The protests have already led business partners to pull out of deals with Facebook. They’ve led former employees who now have the economic freedom, like Barry Schnitt, to speak out and even offer substantial and effective suggestions.
We all have a role. Any of us who have worked in tech now have an obligation to echo these voices, to track these moves, to try as best we can to impact and contribute to the decisions of Mark the CEO. It’s not just the future of Facebook that’s at stake. It’s American democracy hanging in the balance.
🎙Things I’ve made: I’m a guest this week on Charles Duhigg’s podcast, How To! With Charles Duhigg. It's sort of like if Dear Abby were an investigative reporter. Listeners call in with their Big Life Questions, and Charles tries to find them answers. This week, I was the expert, and we talked to a jobseeker who, at 38, wanted an entirely new career.
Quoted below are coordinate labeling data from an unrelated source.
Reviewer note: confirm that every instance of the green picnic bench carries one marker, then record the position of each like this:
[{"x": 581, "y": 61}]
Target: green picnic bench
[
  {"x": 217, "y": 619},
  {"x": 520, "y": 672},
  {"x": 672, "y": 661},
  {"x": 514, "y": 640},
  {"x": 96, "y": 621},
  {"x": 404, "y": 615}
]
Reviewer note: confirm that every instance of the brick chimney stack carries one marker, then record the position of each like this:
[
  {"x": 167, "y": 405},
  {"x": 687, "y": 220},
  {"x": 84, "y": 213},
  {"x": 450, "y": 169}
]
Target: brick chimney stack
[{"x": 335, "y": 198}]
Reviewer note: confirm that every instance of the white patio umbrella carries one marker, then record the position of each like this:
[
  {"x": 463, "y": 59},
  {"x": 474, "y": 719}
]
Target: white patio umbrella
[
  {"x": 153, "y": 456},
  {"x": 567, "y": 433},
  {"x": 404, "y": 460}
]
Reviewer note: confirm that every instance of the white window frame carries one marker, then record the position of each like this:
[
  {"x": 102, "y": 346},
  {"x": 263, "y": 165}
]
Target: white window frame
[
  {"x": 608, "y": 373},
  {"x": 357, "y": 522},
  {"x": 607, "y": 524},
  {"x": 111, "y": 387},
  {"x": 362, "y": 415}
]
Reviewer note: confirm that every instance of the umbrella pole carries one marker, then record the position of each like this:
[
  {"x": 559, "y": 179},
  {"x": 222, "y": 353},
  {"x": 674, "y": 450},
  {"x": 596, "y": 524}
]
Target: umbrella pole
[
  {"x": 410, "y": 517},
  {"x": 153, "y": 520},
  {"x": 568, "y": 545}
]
We’ve had a few strong Hello Monday episodes since I last wrote. I had a great conversation with Guy Raz about building things now. He had some choice words about Silicon Valley’s obsession with “Failure.” I also had therapist Lori Gottlieb on the show to talk about how we manage uncertainty. Because, personally, I had hit my limit. (And, that was before the country erupted in riots.) And this week, Reid Hoffman joined me to discuss networking in the age of a pandemic. You can find all three episodes here.
🎙Things you’ve made: Quite a few of you have shared your own podcasts with me recently. Former Daily Show executive producer Steve Bodow is eight episodes in to In Quarantine with Steve Bodow. They’re endearing and hilarious conversations with artists, creatives and thinkers that’ll leave you feeling like you’ve hung out at their table for awhile. Less funny, but just as endearing, is Amanda Clayman’s special series on the Death, Sex & Money feed, entitled Financial Therapy. She’s the Esther Perel of your financial life, and I hope the show gets picked up permanently. And, if you haven’t yet listened to Reid interview former Apple executive Angela Ahrendts on Masters of Scale, I recommend it.
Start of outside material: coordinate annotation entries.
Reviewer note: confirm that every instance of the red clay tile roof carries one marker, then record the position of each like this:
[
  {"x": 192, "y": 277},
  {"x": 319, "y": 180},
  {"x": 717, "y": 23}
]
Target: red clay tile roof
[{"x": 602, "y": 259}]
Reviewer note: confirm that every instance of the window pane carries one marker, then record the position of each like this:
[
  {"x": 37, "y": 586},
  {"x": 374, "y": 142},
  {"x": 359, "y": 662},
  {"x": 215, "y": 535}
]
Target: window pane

📚Things I’m reading: Remember, no one is coming to save us, writes Roxane Gay. Rhode Island activist Kath Connelly offers pragmatic advice. White people, while you’re upset, I want to talk about your money. An interview with Bryan Stevenson on the frustrations behind the George Floyd protests. Kathryn Schulz on how we became infected by chain email. (Thanks Guy for pointing to it.)
🎊Kudos: New Jobs!
Consider this a placeholder. Send me what you’ve got for next time.
🎊Kudos: New Life!
So many new quarantine babies to celebrate! All Star Code founder Christina Lewis and husband Dan Halpern welcomed Macy Halpern in the final days of March. She arrived in New York City at the high point of the pandemic, after a very quick labor (7 minutes!). In San Francisco, Compass NorCarl President Libby Leffler Hoaglin and husband met their daughter, Hope Hilary, on April 7. And just this week, my LinkedIn colleague Page Williams had her second son in Reno, Nevada. Like Macy, he arrived quickly. And he has a wonderful name: Jude Joshua Williams.
📤Share the things you’re seeing with me. I’ll include them on the show, write about them for LinkedIn, and pass the news on here. We’re all going to need to help each other through this. If you’ve got an idea for something significant, let’s amplify it and help make it happen.
***So maybe you’re asking, what’s this about again? You're my brain trust. I don't write for thousands. I write to exchange ideas with the small group of people I've met and who matter to me, in hopes that together we can figure out something more about where humanity is going and how it gets there. This is a team sport.